Voluntary MFN deals are not a stable foundation for legislation, which is exactly what the administration has professed to desire. These arrangements are individually negotiated – narrowly focused, uneven, and creating misaligned incentives for non-party firms – and reshape behavior around what the deals are intended to measure and enforce. Congress would be codifying a system whose key “wins” are, by design, not a replicable rule but a set of bargains – exactly the kind of thing that degrades quickly once it is translated into a general obligation.

This all ends in a predictable endpoint: access pressure or cost shifting. If MFN is written as a hard ceiling that outpaces feasible net-price adjustments, the system doesn’t magically become efficient. It reacts to the new paradigm. Manufacturers can tighten supply, restructure contracting, or avoid launching through the channels that trigger the benchmark. Plans and PBMs can respond by shifting utilization or tightening coverage. Providers can face acquisition-cost mismatches. The savings get “found” not only through lower unit prices, but through friction – less availability, slower adoption, narrower access, and more aggressive utilization management.

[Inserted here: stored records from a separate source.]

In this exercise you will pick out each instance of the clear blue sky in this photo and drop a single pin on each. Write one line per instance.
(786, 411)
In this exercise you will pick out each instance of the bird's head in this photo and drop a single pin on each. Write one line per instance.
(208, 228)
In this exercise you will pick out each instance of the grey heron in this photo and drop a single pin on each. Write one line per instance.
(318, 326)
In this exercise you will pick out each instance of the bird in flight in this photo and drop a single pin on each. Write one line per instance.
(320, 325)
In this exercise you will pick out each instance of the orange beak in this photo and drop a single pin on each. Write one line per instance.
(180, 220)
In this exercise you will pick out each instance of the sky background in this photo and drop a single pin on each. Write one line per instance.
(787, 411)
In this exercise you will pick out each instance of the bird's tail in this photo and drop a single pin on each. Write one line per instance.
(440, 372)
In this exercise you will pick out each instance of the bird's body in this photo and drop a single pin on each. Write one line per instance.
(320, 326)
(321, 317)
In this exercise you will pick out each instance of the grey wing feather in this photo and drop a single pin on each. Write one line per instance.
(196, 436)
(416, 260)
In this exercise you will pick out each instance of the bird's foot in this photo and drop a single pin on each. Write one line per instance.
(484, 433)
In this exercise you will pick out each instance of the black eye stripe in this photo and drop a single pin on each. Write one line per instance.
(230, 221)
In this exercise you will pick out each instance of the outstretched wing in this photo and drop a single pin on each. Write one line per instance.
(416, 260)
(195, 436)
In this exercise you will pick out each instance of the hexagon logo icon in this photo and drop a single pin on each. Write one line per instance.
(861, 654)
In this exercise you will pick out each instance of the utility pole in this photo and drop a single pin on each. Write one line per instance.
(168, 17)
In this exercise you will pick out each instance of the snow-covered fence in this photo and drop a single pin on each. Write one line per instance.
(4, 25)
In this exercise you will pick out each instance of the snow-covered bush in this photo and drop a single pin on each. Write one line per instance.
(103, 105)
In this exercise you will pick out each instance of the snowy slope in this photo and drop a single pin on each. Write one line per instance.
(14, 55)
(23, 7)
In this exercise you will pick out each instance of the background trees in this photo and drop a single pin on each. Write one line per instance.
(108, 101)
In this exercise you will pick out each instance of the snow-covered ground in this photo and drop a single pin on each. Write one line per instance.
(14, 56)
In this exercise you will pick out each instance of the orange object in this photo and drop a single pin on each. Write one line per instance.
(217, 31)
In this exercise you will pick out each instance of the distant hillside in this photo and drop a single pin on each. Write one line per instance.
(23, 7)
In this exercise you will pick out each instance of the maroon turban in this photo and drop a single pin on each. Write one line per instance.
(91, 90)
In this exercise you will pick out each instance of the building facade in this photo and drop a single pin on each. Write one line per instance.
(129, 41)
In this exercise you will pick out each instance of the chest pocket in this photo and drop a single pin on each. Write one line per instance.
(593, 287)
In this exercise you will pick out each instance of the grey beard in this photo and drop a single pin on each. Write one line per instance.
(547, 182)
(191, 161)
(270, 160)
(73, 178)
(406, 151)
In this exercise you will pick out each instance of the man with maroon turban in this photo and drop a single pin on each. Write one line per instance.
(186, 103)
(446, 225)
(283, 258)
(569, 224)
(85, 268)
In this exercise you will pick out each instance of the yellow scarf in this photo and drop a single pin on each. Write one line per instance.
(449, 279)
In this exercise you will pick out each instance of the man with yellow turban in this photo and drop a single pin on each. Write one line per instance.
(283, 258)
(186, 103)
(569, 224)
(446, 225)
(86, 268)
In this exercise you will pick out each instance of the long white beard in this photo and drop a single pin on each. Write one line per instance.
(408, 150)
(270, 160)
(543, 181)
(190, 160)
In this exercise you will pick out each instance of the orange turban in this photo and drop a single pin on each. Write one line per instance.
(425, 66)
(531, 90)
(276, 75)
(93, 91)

The bottom line is this: Congress should not codify MFN. Instead, it should legislate reforms that actually target the U.S. drivers of high drug spending: accelerate biosimilar and generic competition, reduce anti-competitive contracting and rebate distortions, increase net-price transparency where feasible, and make benefit design protect patients from high cost-sharing without importing foreign price controls as a statutory crutch. MFN codification is not a reform agenda. It is an amorphous messaging plan built on moving targets, incomplete information, and incentives that virtually guarantee collateral damage.